A national crisis looms large after nurses and other staff in public hospitals have threatened to join ongoing civil servants’ stay-away if government fails to heed their grievances within 14 days..
The threat paints a grim picture for over 90 per cent of Malawians who rely on public hospitals for medical and health care services.
Civil servants are pushing for salary increment and improved working conditions. Civil Servants Trade Union has asked the workers in hospitals and other essential services to join the strike action to make it possible for “ordinary people to start feeling the pinch”
But government has assured that it is “fully committed” to reaching a “mutually satisfactory resolution” to the crisis, according to McPhail Magwira, an Education Ministry official who heads up the state’s negotiating team.

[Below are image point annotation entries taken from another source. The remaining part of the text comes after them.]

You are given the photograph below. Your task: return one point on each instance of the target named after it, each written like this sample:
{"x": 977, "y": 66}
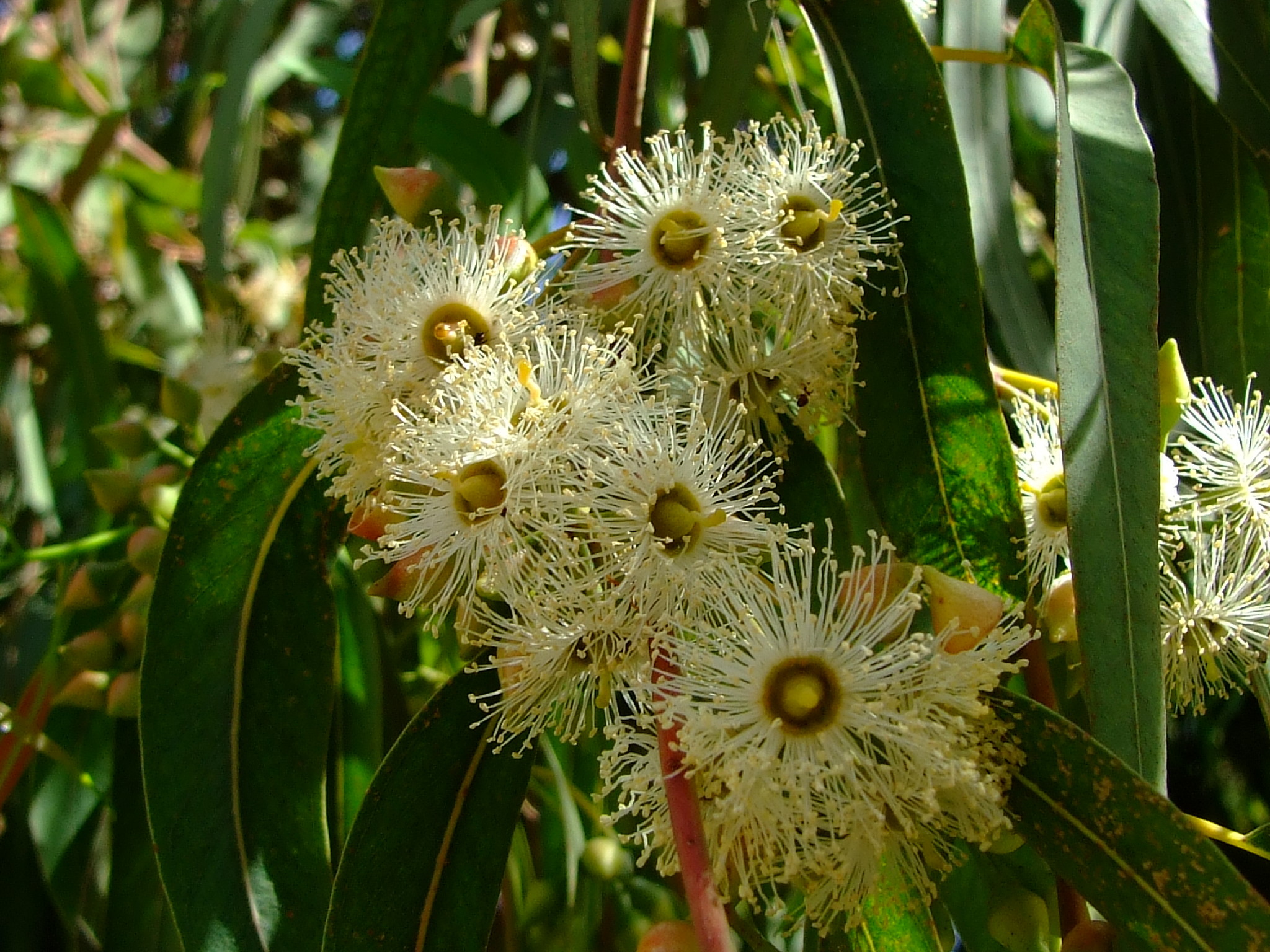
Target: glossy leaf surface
{"x": 935, "y": 450}
{"x": 427, "y": 852}
{"x": 238, "y": 687}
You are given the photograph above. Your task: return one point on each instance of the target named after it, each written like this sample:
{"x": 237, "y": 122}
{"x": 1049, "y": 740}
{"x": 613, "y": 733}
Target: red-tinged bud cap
{"x": 92, "y": 650}
{"x": 87, "y": 690}
{"x": 970, "y": 610}
{"x": 145, "y": 547}
{"x": 115, "y": 490}
{"x": 1094, "y": 936}
{"x": 370, "y": 521}
{"x": 670, "y": 937}
{"x": 127, "y": 438}
{"x": 407, "y": 190}
{"x": 164, "y": 475}
{"x": 1061, "y": 610}
{"x": 520, "y": 258}
{"x": 123, "y": 696}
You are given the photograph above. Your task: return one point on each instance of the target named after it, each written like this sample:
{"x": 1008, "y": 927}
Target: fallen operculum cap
{"x": 968, "y": 611}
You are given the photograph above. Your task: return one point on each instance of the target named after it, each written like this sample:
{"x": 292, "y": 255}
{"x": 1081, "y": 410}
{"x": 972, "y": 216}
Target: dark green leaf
{"x": 427, "y": 852}
{"x": 64, "y": 300}
{"x": 1108, "y": 247}
{"x": 403, "y": 55}
{"x": 735, "y": 33}
{"x": 358, "y": 731}
{"x": 220, "y": 163}
{"x": 977, "y": 97}
{"x": 236, "y": 691}
{"x": 935, "y": 450}
{"x": 584, "y": 19}
{"x": 1123, "y": 845}
{"x": 1233, "y": 306}
{"x": 138, "y": 917}
{"x": 1225, "y": 46}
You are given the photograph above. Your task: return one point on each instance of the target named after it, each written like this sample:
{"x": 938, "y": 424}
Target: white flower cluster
{"x": 573, "y": 466}
{"x": 1214, "y": 535}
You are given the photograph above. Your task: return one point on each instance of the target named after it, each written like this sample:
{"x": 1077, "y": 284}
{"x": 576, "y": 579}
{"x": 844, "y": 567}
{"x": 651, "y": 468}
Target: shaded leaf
{"x": 1225, "y": 46}
{"x": 1122, "y": 844}
{"x": 236, "y": 687}
{"x": 935, "y": 450}
{"x": 981, "y": 112}
{"x": 426, "y": 857}
{"x": 1108, "y": 247}
{"x": 584, "y": 19}
{"x": 402, "y": 56}
{"x": 63, "y": 299}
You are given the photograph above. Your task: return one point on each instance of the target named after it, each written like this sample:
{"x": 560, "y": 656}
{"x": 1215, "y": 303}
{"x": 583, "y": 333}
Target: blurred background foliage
{"x": 162, "y": 169}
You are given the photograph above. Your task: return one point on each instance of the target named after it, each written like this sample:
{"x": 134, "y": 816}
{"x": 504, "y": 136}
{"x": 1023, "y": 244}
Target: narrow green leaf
{"x": 1233, "y": 306}
{"x": 64, "y": 300}
{"x": 584, "y": 19}
{"x": 402, "y": 59}
{"x": 1123, "y": 845}
{"x": 236, "y": 687}
{"x": 138, "y": 918}
{"x": 1225, "y": 46}
{"x": 735, "y": 33}
{"x": 981, "y": 112}
{"x": 427, "y": 852}
{"x": 935, "y": 450}
{"x": 220, "y": 165}
{"x": 895, "y": 917}
{"x": 1108, "y": 248}
{"x": 358, "y": 731}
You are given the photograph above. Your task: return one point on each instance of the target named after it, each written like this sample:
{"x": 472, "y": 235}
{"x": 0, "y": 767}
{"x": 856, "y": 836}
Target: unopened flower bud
{"x": 87, "y": 690}
{"x": 1020, "y": 922}
{"x": 407, "y": 190}
{"x": 115, "y": 490}
{"x": 970, "y": 611}
{"x": 605, "y": 858}
{"x": 93, "y": 586}
{"x": 1174, "y": 389}
{"x": 127, "y": 438}
{"x": 1061, "y": 610}
{"x": 123, "y": 696}
{"x": 1094, "y": 936}
{"x": 92, "y": 650}
{"x": 670, "y": 937}
{"x": 179, "y": 402}
{"x": 145, "y": 547}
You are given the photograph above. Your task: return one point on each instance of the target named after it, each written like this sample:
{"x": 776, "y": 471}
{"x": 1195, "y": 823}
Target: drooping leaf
{"x": 236, "y": 687}
{"x": 935, "y": 450}
{"x": 1123, "y": 845}
{"x": 1108, "y": 247}
{"x": 220, "y": 165}
{"x": 358, "y": 728}
{"x": 1225, "y": 46}
{"x": 63, "y": 299}
{"x": 977, "y": 97}
{"x": 427, "y": 852}
{"x": 402, "y": 56}
{"x": 138, "y": 918}
{"x": 584, "y": 19}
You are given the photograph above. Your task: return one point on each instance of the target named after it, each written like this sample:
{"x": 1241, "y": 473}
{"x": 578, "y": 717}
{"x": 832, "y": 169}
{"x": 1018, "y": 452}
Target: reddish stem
{"x": 709, "y": 918}
{"x": 630, "y": 84}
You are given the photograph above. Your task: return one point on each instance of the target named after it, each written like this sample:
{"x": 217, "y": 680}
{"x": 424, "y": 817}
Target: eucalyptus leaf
{"x": 236, "y": 685}
{"x": 426, "y": 856}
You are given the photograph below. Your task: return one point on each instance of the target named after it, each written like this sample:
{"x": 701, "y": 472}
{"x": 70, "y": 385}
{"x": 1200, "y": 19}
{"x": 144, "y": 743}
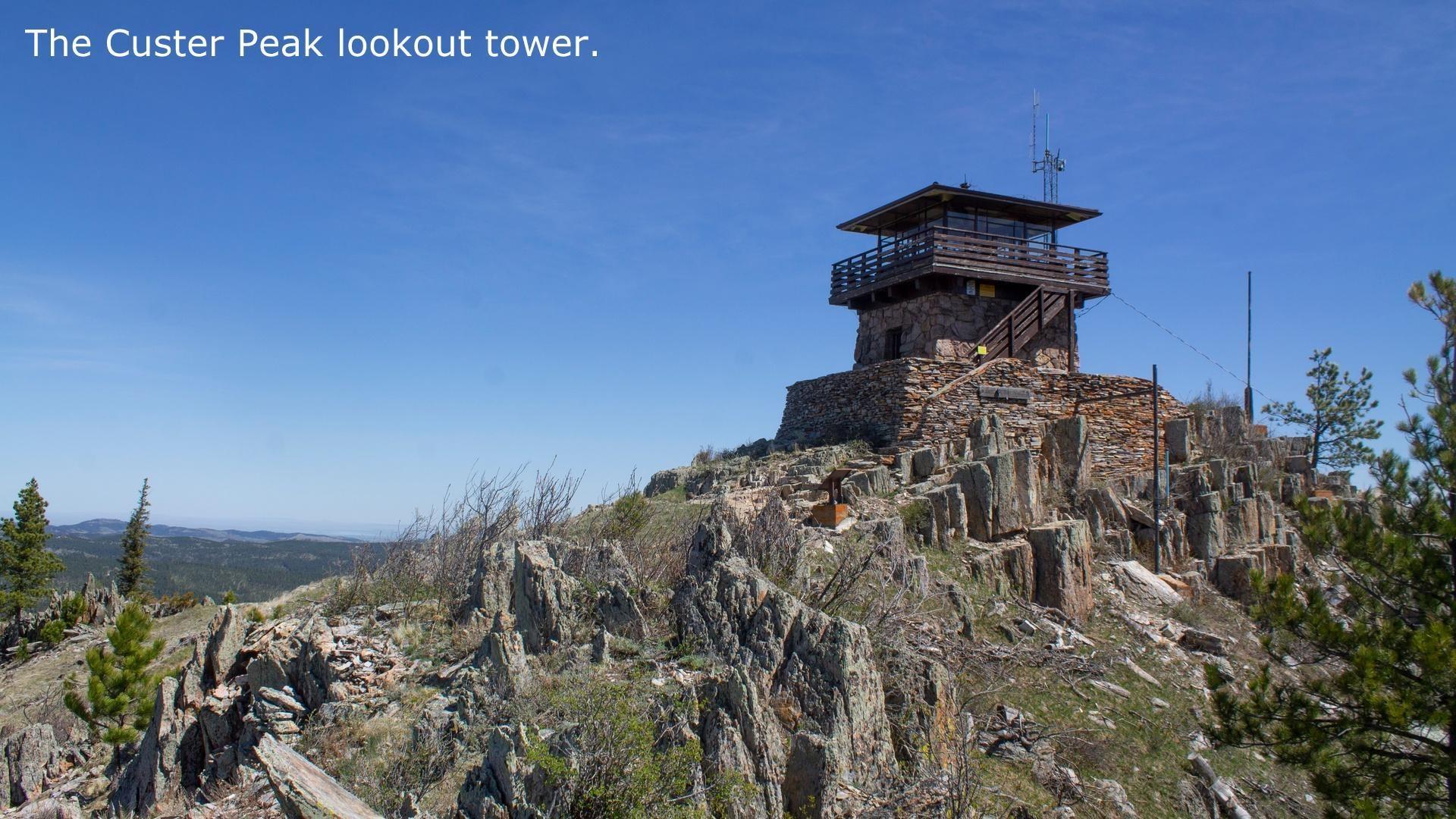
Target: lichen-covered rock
{"x": 27, "y": 761}
{"x": 503, "y": 657}
{"x": 500, "y": 786}
{"x": 303, "y": 790}
{"x": 1063, "y": 567}
{"x": 1066, "y": 457}
{"x": 974, "y": 482}
{"x": 819, "y": 667}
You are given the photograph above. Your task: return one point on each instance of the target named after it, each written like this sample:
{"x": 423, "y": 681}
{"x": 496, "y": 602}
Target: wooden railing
{"x": 1022, "y": 324}
{"x": 956, "y": 249}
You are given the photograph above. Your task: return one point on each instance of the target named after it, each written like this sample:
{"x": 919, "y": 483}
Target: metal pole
{"x": 1072, "y": 331}
{"x": 1158, "y": 547}
{"x": 1248, "y": 360}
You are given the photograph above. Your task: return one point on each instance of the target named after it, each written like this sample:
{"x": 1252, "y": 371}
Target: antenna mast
{"x": 1047, "y": 164}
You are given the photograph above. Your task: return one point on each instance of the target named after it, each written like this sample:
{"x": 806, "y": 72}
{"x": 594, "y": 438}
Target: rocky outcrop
{"x": 1062, "y": 554}
{"x": 303, "y": 790}
{"x": 27, "y": 761}
{"x": 801, "y": 710}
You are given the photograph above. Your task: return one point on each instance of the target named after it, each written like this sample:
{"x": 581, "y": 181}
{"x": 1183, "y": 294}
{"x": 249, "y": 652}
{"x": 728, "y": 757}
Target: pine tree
{"x": 1369, "y": 706}
{"x": 133, "y": 576}
{"x": 27, "y": 567}
{"x": 1337, "y": 416}
{"x": 121, "y": 689}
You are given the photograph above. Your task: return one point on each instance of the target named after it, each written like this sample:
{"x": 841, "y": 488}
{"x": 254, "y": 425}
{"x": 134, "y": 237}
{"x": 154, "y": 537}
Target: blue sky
{"x": 315, "y": 293}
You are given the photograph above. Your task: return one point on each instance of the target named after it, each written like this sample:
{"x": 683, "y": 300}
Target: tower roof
{"x": 1052, "y": 215}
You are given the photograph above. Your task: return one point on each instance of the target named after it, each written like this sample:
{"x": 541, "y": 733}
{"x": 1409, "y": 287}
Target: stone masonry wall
{"x": 892, "y": 404}
{"x": 946, "y": 325}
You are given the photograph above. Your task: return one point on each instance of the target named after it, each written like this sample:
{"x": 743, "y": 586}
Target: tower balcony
{"x": 971, "y": 256}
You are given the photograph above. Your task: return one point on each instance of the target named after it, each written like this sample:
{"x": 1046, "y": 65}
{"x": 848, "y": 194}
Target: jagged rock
{"x": 664, "y": 482}
{"x": 1014, "y": 491}
{"x": 541, "y": 596}
{"x": 49, "y": 808}
{"x": 620, "y": 613}
{"x": 1062, "y": 554}
{"x": 498, "y": 787}
{"x": 780, "y": 648}
{"x": 1232, "y": 575}
{"x": 526, "y": 582}
{"x": 168, "y": 760}
{"x": 1178, "y": 436}
{"x": 303, "y": 790}
{"x": 28, "y": 760}
{"x": 1065, "y": 453}
{"x": 986, "y": 436}
{"x": 1138, "y": 580}
{"x": 974, "y": 482}
{"x": 601, "y": 563}
{"x": 1206, "y": 534}
{"x": 922, "y": 464}
{"x": 220, "y": 646}
{"x": 871, "y": 483}
{"x": 922, "y": 706}
{"x": 503, "y": 656}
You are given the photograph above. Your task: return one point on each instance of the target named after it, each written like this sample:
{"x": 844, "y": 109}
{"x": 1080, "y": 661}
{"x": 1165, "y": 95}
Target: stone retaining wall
{"x": 892, "y": 404}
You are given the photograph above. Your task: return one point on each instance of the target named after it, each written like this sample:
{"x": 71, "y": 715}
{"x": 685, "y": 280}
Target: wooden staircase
{"x": 1022, "y": 324}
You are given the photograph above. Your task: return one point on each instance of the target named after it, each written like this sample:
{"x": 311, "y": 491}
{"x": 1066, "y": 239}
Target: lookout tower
{"x": 962, "y": 275}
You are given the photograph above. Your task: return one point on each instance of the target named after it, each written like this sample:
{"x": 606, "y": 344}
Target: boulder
{"x": 27, "y": 761}
{"x": 986, "y": 436}
{"x": 1206, "y": 534}
{"x": 974, "y": 482}
{"x": 922, "y": 464}
{"x": 1232, "y": 575}
{"x": 1014, "y": 491}
{"x": 500, "y": 787}
{"x": 303, "y": 790}
{"x": 1178, "y": 436}
{"x": 1066, "y": 460}
{"x": 1062, "y": 556}
{"x": 817, "y": 667}
{"x": 224, "y": 637}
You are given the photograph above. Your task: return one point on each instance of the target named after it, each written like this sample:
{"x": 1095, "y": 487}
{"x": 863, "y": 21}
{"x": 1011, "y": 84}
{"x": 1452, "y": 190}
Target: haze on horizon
{"x": 322, "y": 293}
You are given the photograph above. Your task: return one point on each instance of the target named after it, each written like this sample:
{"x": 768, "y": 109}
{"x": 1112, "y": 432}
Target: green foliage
{"x": 121, "y": 689}
{"x": 915, "y": 516}
{"x": 55, "y": 632}
{"x": 609, "y": 760}
{"x": 1373, "y": 719}
{"x": 72, "y": 608}
{"x": 1335, "y": 419}
{"x": 131, "y": 577}
{"x": 626, "y": 518}
{"x": 27, "y": 567}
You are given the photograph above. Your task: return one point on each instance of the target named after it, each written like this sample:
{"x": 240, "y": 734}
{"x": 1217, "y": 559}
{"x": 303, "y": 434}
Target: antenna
{"x": 1047, "y": 164}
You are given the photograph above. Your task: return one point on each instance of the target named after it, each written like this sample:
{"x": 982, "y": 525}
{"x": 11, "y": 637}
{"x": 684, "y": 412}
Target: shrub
{"x": 55, "y": 632}
{"x": 120, "y": 692}
{"x": 73, "y": 607}
{"x": 607, "y": 761}
{"x": 626, "y": 518}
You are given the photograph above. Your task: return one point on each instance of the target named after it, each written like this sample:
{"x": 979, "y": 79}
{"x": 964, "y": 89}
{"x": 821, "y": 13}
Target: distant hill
{"x": 206, "y": 566}
{"x": 104, "y": 526}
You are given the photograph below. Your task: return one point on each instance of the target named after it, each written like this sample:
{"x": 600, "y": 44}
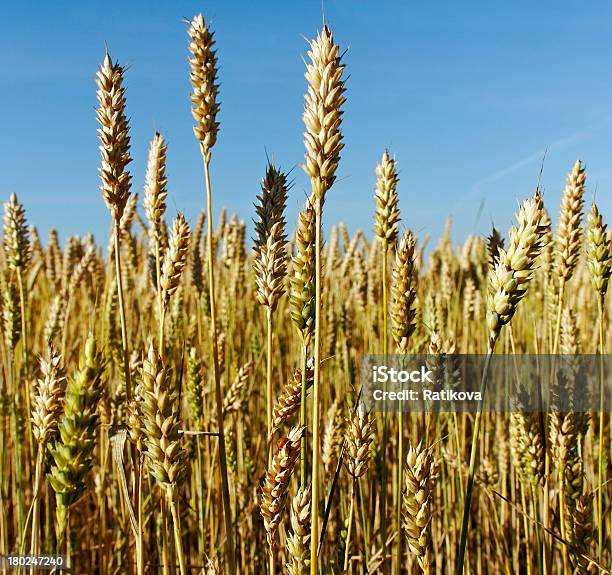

National Organisation of Nurses and Midwives of Malawi (Nonm), a non-governmental organisation that represents nurses, midwives and student nurses/midwives, has said they will join the strike if their demands are not met in the next 14 days.
Nonm president Jonathan Abraham-Gama said it was only fair that the salaries of nurses and midwives as well as all Public Servants be increased to meet the high cost of living prevailing in the country.
“Nurses just like any civil servant, are not spared from the economic hardship,” Gama said.
Since President Joyce Banda assumed power following the death of Bingu Wa Mutharika last year, a series of austerity programmes have been introduced to improve the country’s economy which was in dire straits after Mutharika had alienated international donors with his hardline policies.
He died last year of a heart attack.